Peter Bradshaw 

A Forgotten Man review – watchable account of central figure in Swiss wartime guilt

Laurent Nègre’s stagey film is also a free adaptation of Thomas Hürlimann’s play on the same subject, and may have worked better in the theatre
  
  

Haunted … Michael Neuenschwander in A Forgotten Man.
Haunted … Michael Neuenschwander in A Forgotten Man. Photograph: Publicity image

Switzerland’s strange postwar burden of quasi-collaborator-guilt, with all its symptoms of evasion and denial, is the theme of this intimately presented black-and-white movie from writer-director Laurent Nègre. It is inspired by the real-life case of Hans Frölicher, the Swiss ambassador to Nazi Germany from 1938 to the end of the war, much approved of by the Nazi elite due to his submissive pro-German loyalty. It is also a free adaptation of The Envoy, Thomas Hürlimann’s stage-play on the same subject.

Michael Neuenschwander plays the ambassador, here fictionalised as Heinrich Zwygart; he returns to Switzerland and his handsome family estate in 1945, a haggard and haunted figure with a drink problem, yet outwardly fiercely correct as befits a Swiss public figure and civil servant. Sensing that he might be made the scapegoat for Switzerland’s embarrassment, he has a new plan to prove his enduring patriotism by being as sycophantic to the Americans as he was to the Germans.

As for his fellow Swiss, Zwygart finds them blandly relieved that their picturesque cuckoo-clock paradise of neutrality is unscathed. Zwygart’s cantankerous old-soldier father (Peter Wyssbrod) still stoutly proclaims the fiction that Hitler was deterred from invading Switzerland after the fall of France because of the swift mobilisation and continuous battle-readiness of the Swiss army. Zwygart is not-so-secretly contemptuous of Switzerland’s “toy soldiers” and has another theory: Hitler stayed out of Switzerland because Switzerland became the Germans’ discreet banker, the concierge state which facilitated cheap or gratis loans to aid the Nazi war effort, and was a useful financial friend to the party from well before the war.

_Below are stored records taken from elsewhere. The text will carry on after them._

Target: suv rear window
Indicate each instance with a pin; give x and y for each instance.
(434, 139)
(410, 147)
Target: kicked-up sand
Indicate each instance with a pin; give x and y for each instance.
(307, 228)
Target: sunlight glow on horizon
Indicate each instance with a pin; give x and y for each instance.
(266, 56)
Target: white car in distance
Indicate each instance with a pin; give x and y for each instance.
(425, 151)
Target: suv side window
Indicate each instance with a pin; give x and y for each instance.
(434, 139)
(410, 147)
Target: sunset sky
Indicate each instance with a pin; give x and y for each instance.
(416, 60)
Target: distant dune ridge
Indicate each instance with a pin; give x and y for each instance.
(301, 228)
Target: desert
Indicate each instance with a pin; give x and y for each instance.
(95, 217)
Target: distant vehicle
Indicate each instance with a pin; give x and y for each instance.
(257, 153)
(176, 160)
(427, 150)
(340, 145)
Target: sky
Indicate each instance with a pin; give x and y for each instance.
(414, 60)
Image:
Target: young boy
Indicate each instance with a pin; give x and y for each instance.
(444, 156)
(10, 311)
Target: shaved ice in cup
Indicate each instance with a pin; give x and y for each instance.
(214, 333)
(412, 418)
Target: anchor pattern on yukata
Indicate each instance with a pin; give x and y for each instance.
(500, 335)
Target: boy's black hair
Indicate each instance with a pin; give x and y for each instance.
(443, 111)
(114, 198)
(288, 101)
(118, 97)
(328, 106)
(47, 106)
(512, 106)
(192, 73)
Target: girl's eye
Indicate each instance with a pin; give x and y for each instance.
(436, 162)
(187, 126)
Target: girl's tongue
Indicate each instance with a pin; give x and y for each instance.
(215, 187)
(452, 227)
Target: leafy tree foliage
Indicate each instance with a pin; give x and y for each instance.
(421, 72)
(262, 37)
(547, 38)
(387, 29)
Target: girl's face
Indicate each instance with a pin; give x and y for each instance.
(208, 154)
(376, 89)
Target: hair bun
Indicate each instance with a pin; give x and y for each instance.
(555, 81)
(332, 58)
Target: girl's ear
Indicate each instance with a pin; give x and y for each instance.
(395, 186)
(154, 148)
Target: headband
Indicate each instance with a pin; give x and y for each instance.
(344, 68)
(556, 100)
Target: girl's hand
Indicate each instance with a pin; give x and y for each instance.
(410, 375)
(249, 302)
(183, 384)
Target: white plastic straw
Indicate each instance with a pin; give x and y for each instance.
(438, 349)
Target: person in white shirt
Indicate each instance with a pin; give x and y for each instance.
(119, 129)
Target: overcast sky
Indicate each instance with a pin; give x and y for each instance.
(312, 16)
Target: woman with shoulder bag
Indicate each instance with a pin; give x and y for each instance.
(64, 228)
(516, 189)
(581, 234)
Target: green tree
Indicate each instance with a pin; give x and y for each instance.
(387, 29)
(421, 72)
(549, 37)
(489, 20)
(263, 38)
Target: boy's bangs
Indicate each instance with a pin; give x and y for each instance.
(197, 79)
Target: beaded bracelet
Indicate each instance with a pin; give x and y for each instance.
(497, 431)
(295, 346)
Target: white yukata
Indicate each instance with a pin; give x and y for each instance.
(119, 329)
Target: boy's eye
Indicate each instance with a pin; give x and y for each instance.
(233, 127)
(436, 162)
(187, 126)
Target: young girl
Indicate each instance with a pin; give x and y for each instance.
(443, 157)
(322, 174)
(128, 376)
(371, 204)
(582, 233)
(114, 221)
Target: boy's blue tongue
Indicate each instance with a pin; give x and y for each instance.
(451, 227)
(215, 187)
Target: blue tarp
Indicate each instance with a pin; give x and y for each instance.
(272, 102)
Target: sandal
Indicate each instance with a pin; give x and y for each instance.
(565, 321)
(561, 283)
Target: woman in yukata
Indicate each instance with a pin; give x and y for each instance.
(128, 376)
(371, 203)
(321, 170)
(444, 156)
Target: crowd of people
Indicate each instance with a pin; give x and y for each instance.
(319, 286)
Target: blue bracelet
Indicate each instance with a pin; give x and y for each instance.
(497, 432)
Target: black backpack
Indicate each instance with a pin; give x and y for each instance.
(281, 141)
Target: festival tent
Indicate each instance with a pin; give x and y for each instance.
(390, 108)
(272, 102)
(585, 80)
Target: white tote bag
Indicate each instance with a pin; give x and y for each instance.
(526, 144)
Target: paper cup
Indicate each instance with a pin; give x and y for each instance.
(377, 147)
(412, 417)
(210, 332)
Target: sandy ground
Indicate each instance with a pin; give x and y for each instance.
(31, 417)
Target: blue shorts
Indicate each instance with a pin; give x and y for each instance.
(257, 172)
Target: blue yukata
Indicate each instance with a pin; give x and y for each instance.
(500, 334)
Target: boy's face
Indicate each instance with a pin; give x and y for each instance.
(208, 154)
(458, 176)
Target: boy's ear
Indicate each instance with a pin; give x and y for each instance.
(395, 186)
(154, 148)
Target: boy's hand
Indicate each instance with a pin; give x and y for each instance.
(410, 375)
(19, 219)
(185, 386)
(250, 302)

Zwygart was at the centre of this, and conspicuously declined to plead for a pardon in the case of Maurice Bavaud, a Swiss student who attempted to assassinate Hitler in 1938 and was executed; also a real case. But now Zwygart has hallucinatory visions of this would-be killer, the one Swiss who really was on the right side of history. This is a watchable, if somewhat stagey film, and these jump-scare visions, leaping out of the ambassador’s tormented subconscious, might have worked better in the theatre.

• A Forgotten Man is released on 10 November in UK cinemas.